«Нас?» — переспросил я.
— Тебя, Алису и меня. Как ни крути, мы все в одной лодке, которая слишком важна для меня. Поэтому прошу, постарайся выжить.
«Я переживу тебя, не беспокойся, — рассмеялся я, заматывая бинтом рукоять. И лишь когда он закрыл всю рукоять, я вздохнул: — Черта с два переживу…»
— Ты о чем-то беспокоишься? — спросила Алиса, мельком глянув на мое лицо.
— Да. Скоро будет переворот в жизни всего мира, но я к нему пока еще не готов.
— Имеешь в виду Леса Силы? — с улыбкой спросила девушка, так, будто речь шла о чем-то незначительном. — Не думай об этом. Когда все перевернется, мы тоже перевернемся и снова будем стоять на земле. Ничего особенного.
— Ты удивительно хладнокровна, — оценил я, не став добавлять того, что в данной ситуации это скорее минус, чем плюс.
— У тебя учусь.
— Разве? — я удивился уверенности, с которой Алиса это сказала.
— Конечно. Уже забыл, с каким спокойствием ты дрался со мной?
— О чем ты? У меня чуть сердце не остановилось, когда ты начала прыгать на меня прямо из пустоты.

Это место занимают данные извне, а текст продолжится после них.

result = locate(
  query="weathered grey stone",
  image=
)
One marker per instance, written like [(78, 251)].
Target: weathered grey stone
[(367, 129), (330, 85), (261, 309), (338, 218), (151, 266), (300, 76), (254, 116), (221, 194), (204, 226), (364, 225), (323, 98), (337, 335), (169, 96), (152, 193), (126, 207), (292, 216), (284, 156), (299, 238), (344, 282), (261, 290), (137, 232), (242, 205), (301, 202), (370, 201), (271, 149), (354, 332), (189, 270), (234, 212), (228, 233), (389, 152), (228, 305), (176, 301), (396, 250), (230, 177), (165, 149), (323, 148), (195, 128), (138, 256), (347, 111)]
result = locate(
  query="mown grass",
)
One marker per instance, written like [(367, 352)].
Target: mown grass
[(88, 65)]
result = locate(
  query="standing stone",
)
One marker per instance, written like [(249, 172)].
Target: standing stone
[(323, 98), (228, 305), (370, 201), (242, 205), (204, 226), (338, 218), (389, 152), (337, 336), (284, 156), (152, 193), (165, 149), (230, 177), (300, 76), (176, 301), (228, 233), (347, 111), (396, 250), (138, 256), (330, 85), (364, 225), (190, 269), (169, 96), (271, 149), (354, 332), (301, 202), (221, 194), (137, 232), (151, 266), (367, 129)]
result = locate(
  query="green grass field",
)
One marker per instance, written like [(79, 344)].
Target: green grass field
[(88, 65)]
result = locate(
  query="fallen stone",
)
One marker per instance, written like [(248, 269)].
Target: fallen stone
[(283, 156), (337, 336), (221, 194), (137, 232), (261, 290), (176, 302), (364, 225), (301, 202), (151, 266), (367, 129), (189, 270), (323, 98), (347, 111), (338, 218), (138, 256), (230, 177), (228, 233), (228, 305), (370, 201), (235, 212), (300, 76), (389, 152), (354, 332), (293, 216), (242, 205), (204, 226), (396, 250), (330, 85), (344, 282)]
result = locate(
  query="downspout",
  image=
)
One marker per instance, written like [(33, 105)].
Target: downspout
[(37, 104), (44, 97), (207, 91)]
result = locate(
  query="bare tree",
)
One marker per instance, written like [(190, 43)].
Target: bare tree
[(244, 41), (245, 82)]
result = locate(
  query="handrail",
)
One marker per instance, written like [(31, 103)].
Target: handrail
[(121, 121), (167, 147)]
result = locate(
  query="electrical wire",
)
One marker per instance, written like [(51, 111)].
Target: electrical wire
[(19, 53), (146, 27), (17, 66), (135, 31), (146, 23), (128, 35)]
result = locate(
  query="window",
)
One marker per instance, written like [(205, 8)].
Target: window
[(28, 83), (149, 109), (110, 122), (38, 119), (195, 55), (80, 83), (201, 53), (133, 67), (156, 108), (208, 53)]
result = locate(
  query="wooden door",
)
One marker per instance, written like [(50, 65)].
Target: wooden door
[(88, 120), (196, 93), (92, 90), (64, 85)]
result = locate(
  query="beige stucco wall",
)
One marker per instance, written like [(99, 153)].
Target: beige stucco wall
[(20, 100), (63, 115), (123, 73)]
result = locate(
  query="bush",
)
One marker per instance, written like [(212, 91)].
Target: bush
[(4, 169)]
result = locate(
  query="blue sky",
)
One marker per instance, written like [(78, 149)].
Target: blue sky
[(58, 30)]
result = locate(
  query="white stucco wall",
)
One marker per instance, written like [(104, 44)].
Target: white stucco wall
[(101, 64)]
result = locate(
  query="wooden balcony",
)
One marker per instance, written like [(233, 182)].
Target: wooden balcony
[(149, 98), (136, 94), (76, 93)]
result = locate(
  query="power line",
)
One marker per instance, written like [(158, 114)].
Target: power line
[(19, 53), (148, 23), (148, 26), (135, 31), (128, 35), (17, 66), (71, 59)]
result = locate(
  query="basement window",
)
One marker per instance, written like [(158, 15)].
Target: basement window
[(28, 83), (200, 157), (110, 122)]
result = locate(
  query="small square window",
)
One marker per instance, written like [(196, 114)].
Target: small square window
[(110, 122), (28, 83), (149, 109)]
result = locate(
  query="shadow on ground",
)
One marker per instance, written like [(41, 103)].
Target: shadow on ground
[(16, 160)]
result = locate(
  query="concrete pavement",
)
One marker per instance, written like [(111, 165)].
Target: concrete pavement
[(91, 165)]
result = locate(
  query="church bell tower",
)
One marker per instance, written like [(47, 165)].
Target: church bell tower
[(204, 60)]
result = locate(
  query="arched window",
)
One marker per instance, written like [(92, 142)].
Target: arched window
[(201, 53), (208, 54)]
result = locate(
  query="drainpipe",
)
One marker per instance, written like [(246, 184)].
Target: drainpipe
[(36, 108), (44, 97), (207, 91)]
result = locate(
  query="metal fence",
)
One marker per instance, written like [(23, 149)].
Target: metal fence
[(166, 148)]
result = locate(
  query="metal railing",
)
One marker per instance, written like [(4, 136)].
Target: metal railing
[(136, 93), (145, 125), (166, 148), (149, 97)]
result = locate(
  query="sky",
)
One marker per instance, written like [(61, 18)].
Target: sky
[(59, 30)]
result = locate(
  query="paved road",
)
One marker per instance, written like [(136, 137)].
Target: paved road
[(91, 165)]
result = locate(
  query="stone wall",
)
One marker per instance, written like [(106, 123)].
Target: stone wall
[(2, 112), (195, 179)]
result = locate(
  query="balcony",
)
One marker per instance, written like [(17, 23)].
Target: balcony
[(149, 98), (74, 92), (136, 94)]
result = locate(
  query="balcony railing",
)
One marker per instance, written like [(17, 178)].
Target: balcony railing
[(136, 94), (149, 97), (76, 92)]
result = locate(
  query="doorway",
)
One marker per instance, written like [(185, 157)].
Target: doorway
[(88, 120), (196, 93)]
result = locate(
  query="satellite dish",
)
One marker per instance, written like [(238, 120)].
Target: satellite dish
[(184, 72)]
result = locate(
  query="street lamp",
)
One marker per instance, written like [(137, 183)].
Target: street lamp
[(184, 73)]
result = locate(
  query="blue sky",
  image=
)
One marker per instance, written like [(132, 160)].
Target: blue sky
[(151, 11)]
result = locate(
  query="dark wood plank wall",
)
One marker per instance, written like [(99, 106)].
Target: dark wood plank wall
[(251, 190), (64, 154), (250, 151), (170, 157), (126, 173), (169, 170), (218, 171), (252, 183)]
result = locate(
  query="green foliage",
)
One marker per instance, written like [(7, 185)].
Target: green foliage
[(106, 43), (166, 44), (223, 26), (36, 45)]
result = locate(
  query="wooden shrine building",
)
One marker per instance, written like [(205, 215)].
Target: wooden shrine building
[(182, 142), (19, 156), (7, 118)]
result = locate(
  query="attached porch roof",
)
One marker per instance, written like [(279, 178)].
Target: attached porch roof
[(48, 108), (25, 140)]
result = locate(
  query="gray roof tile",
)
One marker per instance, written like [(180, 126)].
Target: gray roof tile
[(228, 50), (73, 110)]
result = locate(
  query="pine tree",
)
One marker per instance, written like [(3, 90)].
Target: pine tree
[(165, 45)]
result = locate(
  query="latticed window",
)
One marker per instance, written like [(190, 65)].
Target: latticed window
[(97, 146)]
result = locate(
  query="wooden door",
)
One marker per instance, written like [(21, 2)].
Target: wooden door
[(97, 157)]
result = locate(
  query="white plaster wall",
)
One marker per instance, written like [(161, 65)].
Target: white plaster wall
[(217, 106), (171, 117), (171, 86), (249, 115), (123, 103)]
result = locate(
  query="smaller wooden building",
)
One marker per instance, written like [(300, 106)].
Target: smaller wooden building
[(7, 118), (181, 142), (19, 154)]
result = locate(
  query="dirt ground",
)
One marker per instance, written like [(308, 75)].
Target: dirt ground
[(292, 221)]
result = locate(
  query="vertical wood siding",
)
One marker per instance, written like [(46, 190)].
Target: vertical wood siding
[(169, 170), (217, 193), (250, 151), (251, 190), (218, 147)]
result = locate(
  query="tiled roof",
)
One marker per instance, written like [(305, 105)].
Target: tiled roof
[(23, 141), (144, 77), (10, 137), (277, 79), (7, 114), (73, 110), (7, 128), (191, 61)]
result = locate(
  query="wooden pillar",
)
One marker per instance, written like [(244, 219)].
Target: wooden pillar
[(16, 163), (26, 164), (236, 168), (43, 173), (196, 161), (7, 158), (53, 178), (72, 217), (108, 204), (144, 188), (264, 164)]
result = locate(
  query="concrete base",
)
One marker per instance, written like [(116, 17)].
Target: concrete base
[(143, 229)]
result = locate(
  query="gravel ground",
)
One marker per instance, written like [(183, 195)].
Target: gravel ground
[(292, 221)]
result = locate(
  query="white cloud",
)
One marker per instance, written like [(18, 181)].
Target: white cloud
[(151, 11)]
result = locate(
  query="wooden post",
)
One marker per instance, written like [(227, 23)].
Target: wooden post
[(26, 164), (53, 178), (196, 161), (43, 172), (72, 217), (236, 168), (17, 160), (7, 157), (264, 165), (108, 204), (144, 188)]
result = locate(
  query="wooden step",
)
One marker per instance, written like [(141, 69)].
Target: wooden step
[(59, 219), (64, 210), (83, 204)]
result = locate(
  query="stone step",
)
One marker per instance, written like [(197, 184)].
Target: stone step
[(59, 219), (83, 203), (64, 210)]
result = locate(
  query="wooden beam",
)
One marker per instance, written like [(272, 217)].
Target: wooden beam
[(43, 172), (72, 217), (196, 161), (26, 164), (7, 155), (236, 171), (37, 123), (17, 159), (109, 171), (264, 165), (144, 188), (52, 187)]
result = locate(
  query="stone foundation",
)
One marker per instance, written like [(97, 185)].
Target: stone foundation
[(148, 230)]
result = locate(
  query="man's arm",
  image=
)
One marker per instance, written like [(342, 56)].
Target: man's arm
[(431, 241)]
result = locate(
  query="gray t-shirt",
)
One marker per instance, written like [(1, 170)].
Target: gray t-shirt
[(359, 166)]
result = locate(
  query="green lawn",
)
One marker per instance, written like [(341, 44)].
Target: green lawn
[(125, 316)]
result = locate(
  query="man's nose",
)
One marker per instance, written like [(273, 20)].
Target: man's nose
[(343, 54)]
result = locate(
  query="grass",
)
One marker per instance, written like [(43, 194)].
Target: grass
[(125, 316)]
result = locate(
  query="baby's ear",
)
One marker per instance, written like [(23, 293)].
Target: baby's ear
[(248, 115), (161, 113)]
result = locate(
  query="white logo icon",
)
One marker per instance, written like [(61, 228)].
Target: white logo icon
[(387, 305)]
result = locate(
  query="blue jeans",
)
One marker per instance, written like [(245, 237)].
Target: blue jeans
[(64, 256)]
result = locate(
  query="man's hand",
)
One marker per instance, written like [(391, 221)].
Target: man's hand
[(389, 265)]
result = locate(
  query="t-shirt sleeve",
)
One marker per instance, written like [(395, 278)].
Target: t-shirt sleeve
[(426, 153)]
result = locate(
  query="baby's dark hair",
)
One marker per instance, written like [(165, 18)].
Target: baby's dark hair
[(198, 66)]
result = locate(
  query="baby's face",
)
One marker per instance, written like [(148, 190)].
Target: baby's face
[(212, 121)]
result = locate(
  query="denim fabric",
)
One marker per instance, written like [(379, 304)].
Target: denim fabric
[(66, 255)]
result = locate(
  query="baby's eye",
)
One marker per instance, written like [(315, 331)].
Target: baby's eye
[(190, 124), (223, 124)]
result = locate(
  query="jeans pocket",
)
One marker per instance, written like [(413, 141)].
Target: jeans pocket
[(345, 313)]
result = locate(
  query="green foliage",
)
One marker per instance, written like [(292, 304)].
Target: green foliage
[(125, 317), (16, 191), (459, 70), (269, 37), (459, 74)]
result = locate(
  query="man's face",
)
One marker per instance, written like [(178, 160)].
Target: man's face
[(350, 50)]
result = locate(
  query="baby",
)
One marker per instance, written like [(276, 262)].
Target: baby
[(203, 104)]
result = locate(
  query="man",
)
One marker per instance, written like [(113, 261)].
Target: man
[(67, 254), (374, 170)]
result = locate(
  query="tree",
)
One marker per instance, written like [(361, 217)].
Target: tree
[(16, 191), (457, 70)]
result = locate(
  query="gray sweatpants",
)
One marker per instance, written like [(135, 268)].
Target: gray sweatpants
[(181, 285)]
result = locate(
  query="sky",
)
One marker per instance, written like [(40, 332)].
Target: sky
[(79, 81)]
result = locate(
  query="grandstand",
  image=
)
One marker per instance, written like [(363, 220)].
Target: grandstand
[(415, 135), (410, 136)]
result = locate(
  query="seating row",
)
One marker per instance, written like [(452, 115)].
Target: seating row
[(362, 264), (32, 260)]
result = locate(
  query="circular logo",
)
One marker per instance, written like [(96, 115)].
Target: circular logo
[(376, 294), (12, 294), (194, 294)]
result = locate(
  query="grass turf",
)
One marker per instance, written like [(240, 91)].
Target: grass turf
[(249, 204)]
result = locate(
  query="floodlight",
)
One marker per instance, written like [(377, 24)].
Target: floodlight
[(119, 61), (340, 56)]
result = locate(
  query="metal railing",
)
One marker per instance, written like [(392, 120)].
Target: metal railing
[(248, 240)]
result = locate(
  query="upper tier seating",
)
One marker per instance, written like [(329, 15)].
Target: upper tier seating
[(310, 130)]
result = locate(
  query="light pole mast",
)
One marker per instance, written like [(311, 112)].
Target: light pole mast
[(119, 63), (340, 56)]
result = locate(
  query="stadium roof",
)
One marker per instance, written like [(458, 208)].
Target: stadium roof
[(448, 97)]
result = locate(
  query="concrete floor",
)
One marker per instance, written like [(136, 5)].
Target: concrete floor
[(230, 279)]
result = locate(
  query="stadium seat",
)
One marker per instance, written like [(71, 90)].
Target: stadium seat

Алиса хихикнула, и я сам невольно улыбнулся, вспомнив тот день. Тогда я был спокоен лишь потому, что слишком хорошо подготовился к смерти. Сейчас уже не так. Я почувствовал вкус жизни — он спрятан в крови и мясе, которое я добываю. И как бы я ни противился, во мне появилось пристрастие. Я помнил то, что рассказывала Алиса о своей первой жертве. О том, как тяжело она ей далась. Раскаивался ли я после того, как попробовал свое первое сердце? Кажется, да. Я почувствовал что-то вроде страха — страха умирающего внутри человека. Тогда кинжал не пробил мои сросшиеся ребра, но движение клинка было смертельным для человека, прячущегося во мне. Я хотел убить себя, а в итоге лишь зажег любовь к жизни, зарезав свою совесть.
***
Улицы города успели проснуться. Мы с Алисой шатались среди людей, которые работали под первыми лучами солнца. Мне было непривычно смотреть на них, понимать, насколько их жизнь зависит от постоянной работы. Если они сегодня остановятся, завтра им будет нечего есть. Я же могу жить как угодно, ведь достать сердце из чьей-то груди не является работой. Люди для меня словно всегда зрелые колосья пшеницы. Когда понадобится, тогда и сорву, а потом тщательно обработаю, превращая в сытный хлеб. Жил ли я хоть когда-то так, как надо жить человеку? Можно ли меня назвать обычным трудягой? Сомнительно. Я никогда не приучался к труду ради выживания. Мое занятие приносило мне деньги, а не пищу. Я получал жалованье как один из тех, кто поднимет свой меч и погибнет ради выживания остальных. Я был инквизитором. А это нельзя считать работой.